Unlike the other great apes, chimpanzees are formidable hunters. Troops of males often work together; some chase monkeys through forest canopies while others wait in nearby trees to swat their prey off branches, and yet others follow on the ground, leaping on fallen monkeys and battering them to death.
Hunting males tear their catches limb from limb and eat them on the spot, share the carcasses or trade them to females for sex, so blood-to-blood contact from "open cuts or chomping on bones" is easy to imagine, one researcher said.
The prevailing theory about the origin of H.I.V. is that somewhere in central Africa, probably between 1910 and 1950, a chimpanzee hunter picked up its virus by cutting himself while butchering a carcass. The simian virus then mutated into H.I.V. and spread among humans, mostly through sex.
However, "a lot of people just don't buy this and say it was polio vaccine or dirty needles or tattooing or crazy tribal practices," Dr. Hahn said. "This shows the flaw in their argument."
Experts not connected with the study called its conclusions plausible. Dr. Ronald Desrosiers, a professor of genetics at Harvard Medical School, said it "looks like it makes sense" and demonstrates how easily diseases transfer between species.
Another expert, Edward Hooper, argued in a 1999 book,
"I have no problem with the idea that chimps got it by eating other monkeys," he said.

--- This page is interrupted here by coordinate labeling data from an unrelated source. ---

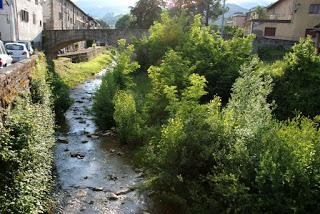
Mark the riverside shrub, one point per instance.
(126, 117)
(26, 141)
(118, 78)
(237, 158)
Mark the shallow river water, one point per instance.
(91, 177)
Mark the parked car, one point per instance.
(28, 45)
(17, 51)
(5, 59)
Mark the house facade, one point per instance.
(239, 20)
(22, 20)
(66, 15)
(287, 20)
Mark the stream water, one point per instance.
(92, 176)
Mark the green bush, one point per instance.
(117, 79)
(296, 88)
(126, 118)
(26, 142)
(235, 159)
(165, 34)
(60, 92)
(217, 59)
(173, 72)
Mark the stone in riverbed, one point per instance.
(62, 140)
(77, 155)
(97, 189)
(113, 197)
(124, 191)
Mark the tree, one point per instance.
(261, 12)
(125, 22)
(103, 24)
(146, 12)
(208, 9)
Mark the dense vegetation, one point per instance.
(26, 141)
(212, 139)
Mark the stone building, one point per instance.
(22, 20)
(287, 20)
(66, 15)
(239, 20)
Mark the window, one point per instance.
(14, 47)
(311, 32)
(24, 16)
(314, 9)
(270, 31)
(34, 19)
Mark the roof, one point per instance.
(272, 20)
(76, 6)
(274, 4)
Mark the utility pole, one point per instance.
(222, 24)
(13, 20)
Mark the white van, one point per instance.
(17, 51)
(5, 59)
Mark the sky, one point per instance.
(121, 3)
(99, 8)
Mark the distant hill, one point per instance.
(233, 9)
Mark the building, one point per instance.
(287, 20)
(22, 20)
(239, 20)
(66, 15)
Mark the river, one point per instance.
(92, 175)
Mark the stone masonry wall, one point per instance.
(83, 55)
(14, 80)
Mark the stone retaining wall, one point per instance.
(83, 55)
(14, 80)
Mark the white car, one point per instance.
(28, 45)
(5, 59)
(17, 51)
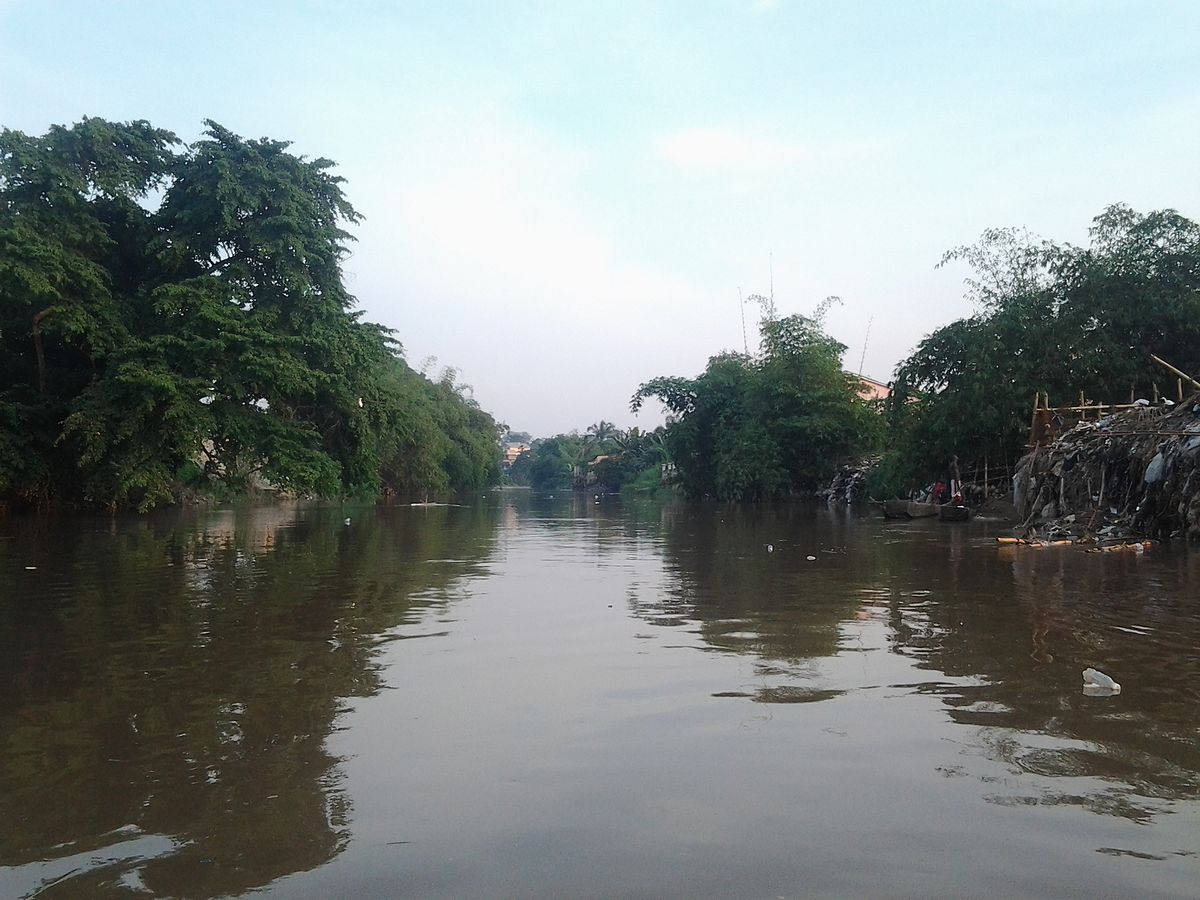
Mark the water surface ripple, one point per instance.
(553, 697)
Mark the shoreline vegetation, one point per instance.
(174, 323)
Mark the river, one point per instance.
(555, 696)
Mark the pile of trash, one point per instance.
(1134, 472)
(850, 484)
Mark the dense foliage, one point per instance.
(1051, 318)
(173, 312)
(763, 426)
(604, 457)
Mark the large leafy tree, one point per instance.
(765, 426)
(168, 307)
(1051, 318)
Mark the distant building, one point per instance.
(513, 453)
(869, 389)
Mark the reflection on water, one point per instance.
(555, 696)
(172, 684)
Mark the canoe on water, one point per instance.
(954, 513)
(909, 509)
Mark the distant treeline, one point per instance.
(1050, 317)
(174, 317)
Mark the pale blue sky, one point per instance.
(563, 199)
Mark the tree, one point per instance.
(213, 334)
(766, 426)
(1051, 318)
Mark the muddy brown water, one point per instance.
(540, 696)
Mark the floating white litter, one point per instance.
(1097, 683)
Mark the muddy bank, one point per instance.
(1131, 473)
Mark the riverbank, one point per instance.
(1134, 473)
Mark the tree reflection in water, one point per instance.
(171, 684)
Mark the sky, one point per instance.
(563, 201)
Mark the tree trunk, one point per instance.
(40, 354)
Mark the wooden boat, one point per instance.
(909, 509)
(954, 513)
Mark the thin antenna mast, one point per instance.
(865, 340)
(742, 307)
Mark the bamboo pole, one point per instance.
(1173, 370)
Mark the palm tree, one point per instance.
(601, 431)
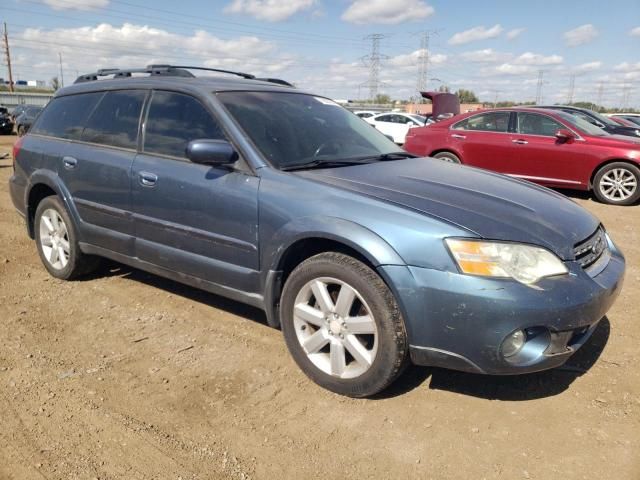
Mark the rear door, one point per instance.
(484, 141)
(97, 168)
(543, 158)
(199, 220)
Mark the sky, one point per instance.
(495, 49)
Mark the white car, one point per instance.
(365, 113)
(396, 125)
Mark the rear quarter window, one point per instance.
(114, 122)
(65, 117)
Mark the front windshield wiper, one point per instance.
(343, 162)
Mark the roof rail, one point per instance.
(169, 70)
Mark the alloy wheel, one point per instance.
(618, 184)
(54, 239)
(335, 328)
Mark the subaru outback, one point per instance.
(366, 256)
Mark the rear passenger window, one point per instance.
(114, 121)
(485, 122)
(65, 117)
(174, 120)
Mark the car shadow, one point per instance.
(510, 387)
(113, 269)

There is no way to know when the two viruses merged inside one chimpanzee. "It could have been hundreds of years ago or tens of thousands of years ago," Dr. Hahn said.
A related study of the virus in wild chimpanzees by many of the same authors, due to appear in The Journal of Virology next month, shows that it is much less common than in monkeys. None of the chimps studied in Uganda's Kibale National Park were infected. An estimated 13 percent of those in Tanzania's Gombe National Park were.
By contrast, 50 to 90 percent of most adult monkeys are infected with their versions, said Dr. Paul M. Sharp, a professor of genetics at the University of Nottingham.
Neither in chimps nor in monkeys "was there any evidence that the virus causes disease," he said.
Because wild chimpanzees, which grow nearly six feet tall, can easily kill humans, getting blood samples is dangerous, so researchers watch chimps closely enough to be able to test their feces and urine.
It is still unclear exactly how chimpanzees infect one another and why the disease isn't more rampant among them, since they have many sexual partners and fight frequently, often biting, which in rare human cases has passed the virus.
Nursing is surely one route, Dr. Hahn said, because some chimps captured in infancy are infected.
By observing the rate at which the human virus mutates, researchers have estimated that it jumped from chimpanzees sometime between 1910 and 1950. Mr. Hooper disputes that, arguing that they underestimated the effects of DNA recombination, which would have sped the process.
The earliest known H.I.V.-positive person was a man who died in what is now Kinshasa, in the Democratic Republic of Congo, in 1959 and whose blood was frozen.